At present, researchers have proposed various methods to eliminate speckle noise in OCT images to improve their quality. Generally speaking, these methods can mainly be divided into two categories: hardware-based methods and software-based methods. The hardware correction methods, such as angular compounding [7], spatial combination and average [8], frequency compounding [9,10], polarization compounding [11], improve the hardware of the OCT system to reduce or remove some noise in the image. However, it is not easy to adapt these methods to commercial OCT systems, because they require significant modifications in the hardware of existing imaging systems; further, additional hardware, some of which are expensive, increases the system complexity. It has been observed that the method based on software digital post-processing is low-cost and highly efficient. Thus, it has become a research hotspot in the field of speckle-noise removal from OCT images. Some examples of software-based methods are the filtering method [12], wavelet decomposition transform method [13,14], total variation method [15], nonlocal mean method [16], sparse representation method [17], etc. Although these methods effectively remove speckle noise from OCT images, many of them have high complexity and long running times. In addition, some methods that deploy global threshold parameters destroy the local detailed features and texture information of the image.

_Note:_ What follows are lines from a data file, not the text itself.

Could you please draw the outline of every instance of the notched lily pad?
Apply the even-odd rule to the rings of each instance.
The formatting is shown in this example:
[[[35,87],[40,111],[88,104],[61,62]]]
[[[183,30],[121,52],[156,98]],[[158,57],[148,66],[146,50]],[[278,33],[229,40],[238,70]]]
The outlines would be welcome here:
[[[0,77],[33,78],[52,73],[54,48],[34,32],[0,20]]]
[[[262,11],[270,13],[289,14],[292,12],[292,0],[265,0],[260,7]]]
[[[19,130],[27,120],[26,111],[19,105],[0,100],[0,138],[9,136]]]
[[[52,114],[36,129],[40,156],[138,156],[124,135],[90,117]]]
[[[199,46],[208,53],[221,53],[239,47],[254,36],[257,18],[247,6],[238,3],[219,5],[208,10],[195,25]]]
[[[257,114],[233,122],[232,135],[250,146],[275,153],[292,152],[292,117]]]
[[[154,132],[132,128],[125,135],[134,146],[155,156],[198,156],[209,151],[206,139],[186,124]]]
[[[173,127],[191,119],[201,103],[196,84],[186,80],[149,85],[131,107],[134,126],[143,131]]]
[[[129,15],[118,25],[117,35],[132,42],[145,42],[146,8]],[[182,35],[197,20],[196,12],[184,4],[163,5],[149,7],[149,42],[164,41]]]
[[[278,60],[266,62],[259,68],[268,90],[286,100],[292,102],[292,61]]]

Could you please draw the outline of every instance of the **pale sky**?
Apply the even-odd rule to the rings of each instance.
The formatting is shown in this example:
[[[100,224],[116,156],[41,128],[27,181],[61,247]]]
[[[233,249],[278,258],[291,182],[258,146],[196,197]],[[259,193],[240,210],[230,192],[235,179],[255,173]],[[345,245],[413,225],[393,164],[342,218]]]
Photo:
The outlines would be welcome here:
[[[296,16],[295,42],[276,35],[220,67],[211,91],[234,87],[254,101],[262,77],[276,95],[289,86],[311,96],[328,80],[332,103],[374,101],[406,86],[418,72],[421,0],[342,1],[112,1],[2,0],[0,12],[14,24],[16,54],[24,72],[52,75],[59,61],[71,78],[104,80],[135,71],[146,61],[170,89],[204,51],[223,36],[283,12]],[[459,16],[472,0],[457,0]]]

In recent years, sparse representation has been applied in many research fields owing to the rapid development of the compressed sensing theory. Based on sparse representation, a new image denoising scheme has been proposed [18–21]. Zhang and Mallat proposed the concept of sparse representation based on a dictionary in 1993 [22]. Because dictionaries can effectively represent the characteristics of signals, sparse representation theory and dictionaries have been extensively studied. Donoho and Elad [23] proposed a sparse representation model of an image in 2006 and introduced a dictionary learning algorithm for image denoising, they achieved significant denoising results. Sparse representation [24] models a signal as a sparse linear combination of basis elements, termed atoms, from a dictionary. One of the key steps in sparse representation is designing a complete dictionary [25]. With advances in research, various sparse representation methods also have an increasing requirement of dictionaries. In general, the more similar the structures of the dictionary and image to be measured, the better the sparse representation of the image. At present, there are two types of dictionaries, namely, fixed dictionaries and learning dictionaries. The fixed dictionaries are difficult to effectively identify local features of an image due to the limited dimensions, which makes them only suitable for limited types of images. Learning dictionaries are divided into global dictionaries and adaptive dictionaries [26]. At present, OCT image denoising is mainly performed using an adaptive dictionary, which can highly fit the image according to the relevant attributes of the image and then reconstruct a high-quality image. However, the dictionary must be updated iteratively in the calculation process, which increases the algorithm complexity. A global dictionary that is universally applicable to large-scale similar images is obtained using large amounts of data training sets. In the sparse representation process, compared with the adaptive dictionary that continually updates the dictionary, the global dictionary only requires one round of dictionary learning. Besides, the global dictionary has relatively large dimensions, which enables fast computation.

In clinical applications, such as ophthalmic OCT, dermatological OCT, and cardiovascular OCT, each type of OCT system detects the same kind of measured samples. The structural differences of the tested samples on OCT images are usually reflected in the structural ensemble, such as the location or contour of the tissue. However, the constitution of the sample tissues is similar, thus exhibiting higher similarity in image details. In practical detection, an adaptive dictionary for each noisy image requires dictionary learning to achieve superior noise reduction, which increases the computational complexity significantly. Thus, it is difficult to meet the need for imaging speed in clinical diagnosis. If a global dictionary containing sample structure information is obtained through dictionary learning on multiple high-quality OCT images and the dictionary is used to process noisy images, then there is no need to learn the dictionary for each image, thus greatly improving the efficiency of the denoising method.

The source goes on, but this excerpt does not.